Faltavam poucos metros e à volta da embarcação nada existia, senão mar. Ele sabia melhor. Sabia que existiam nuvens por cima de si e peixe por baixo. Sabia que o mar é grande e misterioso e que nem só de peixe é feito. O resto da tripulação não parecia partilhar da sua visão. Mas o resto da tripulação não o importava muito, quando a sua crença era maior que o céu inteiro.
Era Maio. O sol começava a erguer-se acima das ondas. Reflectia-se nelas e como um espelho partido, inundava a embarcação de reflexos.
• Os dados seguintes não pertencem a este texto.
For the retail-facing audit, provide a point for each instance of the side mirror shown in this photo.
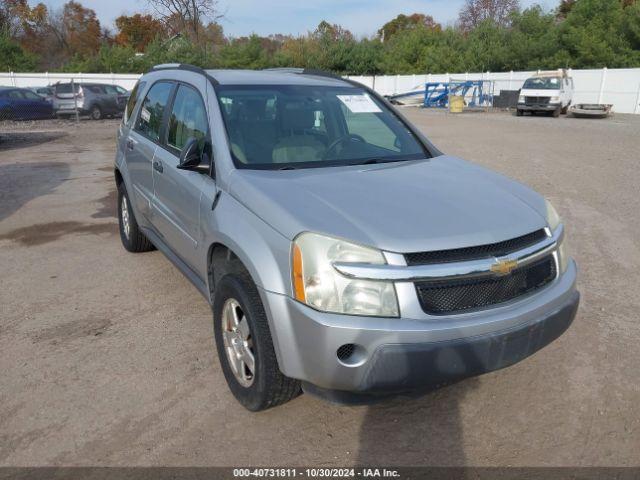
(190, 157)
Começava mais um dia e ele era calador. Trata-se de uma missão simples, lançar as redes de pesca ao mar. Simples para Isíldo. Muitos homens antes dele lançaram redes, mas nenhuma trazia tanto peixe quanto as suas. Nem tudo pode ser atribuído ao acaso, o resto da tripulação sabia-o e Isíldo era respeitado naquele navio. A sua missão era aquela, lançar e vigiar as redes. Nada mais fazia e nada mais queria fazer, gostava assim.
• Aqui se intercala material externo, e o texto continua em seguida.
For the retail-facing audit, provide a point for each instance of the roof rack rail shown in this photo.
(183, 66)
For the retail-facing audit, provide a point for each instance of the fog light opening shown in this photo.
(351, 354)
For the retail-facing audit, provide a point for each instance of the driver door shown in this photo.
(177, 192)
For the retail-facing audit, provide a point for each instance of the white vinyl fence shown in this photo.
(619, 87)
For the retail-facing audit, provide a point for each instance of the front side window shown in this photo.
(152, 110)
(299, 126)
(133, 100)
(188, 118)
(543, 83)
No entanto, quem conhecia melhor o calador podia perceber uma pequena diferença no seu entusiasmo recentemente. Os seus gestos estavam mais vívidos, o seu olhar mais aguçado. A razão era as redes, ou melhor, o que elas traziam. Com tanta fome mais ninguém se deu conta, mas ultimamente, para lá do peixe, aquelas cordas traziam pérolas. Umas amarelas, outras vermelhas, outras verdes. Uma por cada vez que a rede subia. Vinham atadas delicadamente, sempre com o mesmo nó, coisa que peixe não fazia.
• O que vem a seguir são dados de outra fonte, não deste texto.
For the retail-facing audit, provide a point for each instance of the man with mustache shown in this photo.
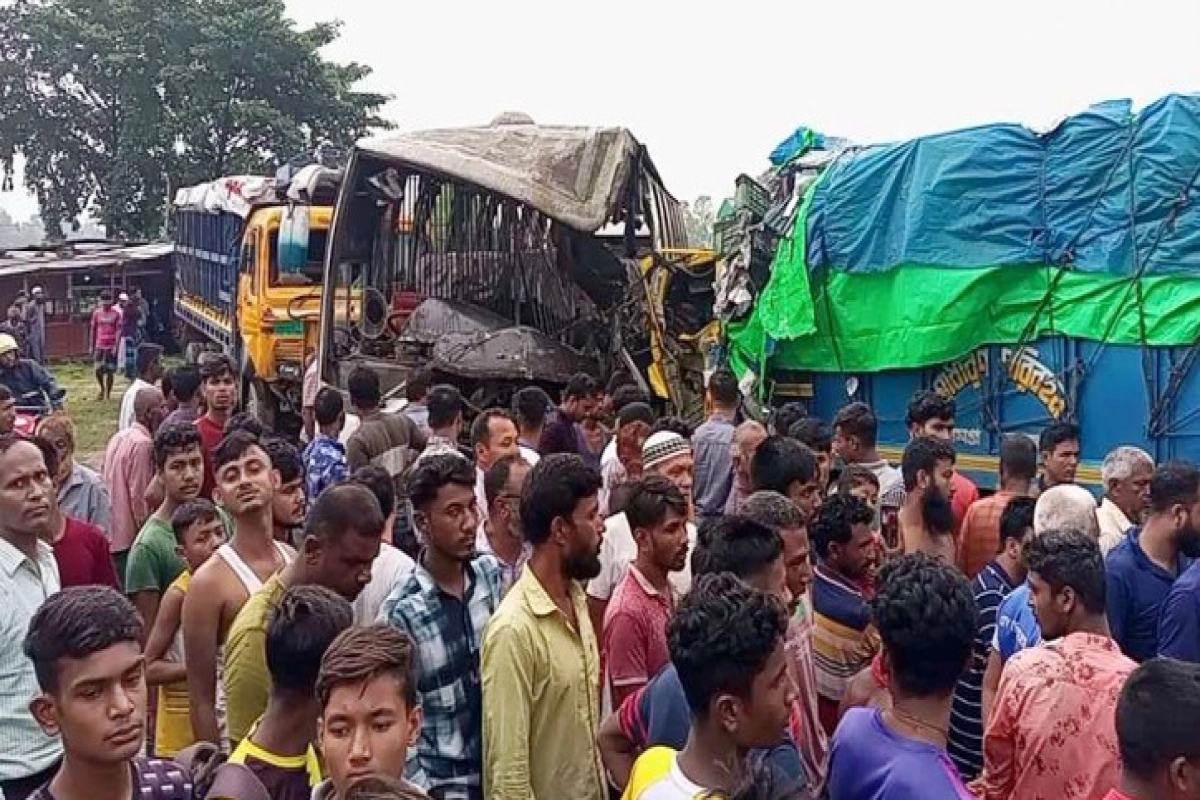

Passaram-se meses. Um pequeno saco debaixo da sua cama estava cheio daquelas preciosidades. Guardava-o cuidadosamente e todos os dias, cuidadosamente, acrescentava mais uma. É que, pouco depois de as notar, o calador começou a atar objectos à rede sempre que a lançava ao mar. Foi um palpite, quis ver o que acontecia. Aconteceu. Primeiro foi um pente e quando a rede subiu, no seu lugar estava uma pérola. Depois uma navalha de barbear, depois uma meia. De todas as vezes recebeu pérolas de volta. Claro que a perda destes bens levou a que se tornasse no mais barbudo e despenteado homem no navio. Não se importava. Quando já não tinha mais o que atar, começou a escrever. A caneta era emprestada, mas as histórias daquelas cartas, repletas de detalhe e encanto, nasciam das suas próprias mãos. Escrevia sobre os seus dias na terra, de como eram belas as florestas onde cresceu e do quão rico seria o seu futuro. Escrevia-o sabendo que pouco sabia, se alguém as leria, se falaria a mesma língua, se as receberia de todo. Mas acreditava: entre uma sereia e um monstro algo existia e era mágico pela certa.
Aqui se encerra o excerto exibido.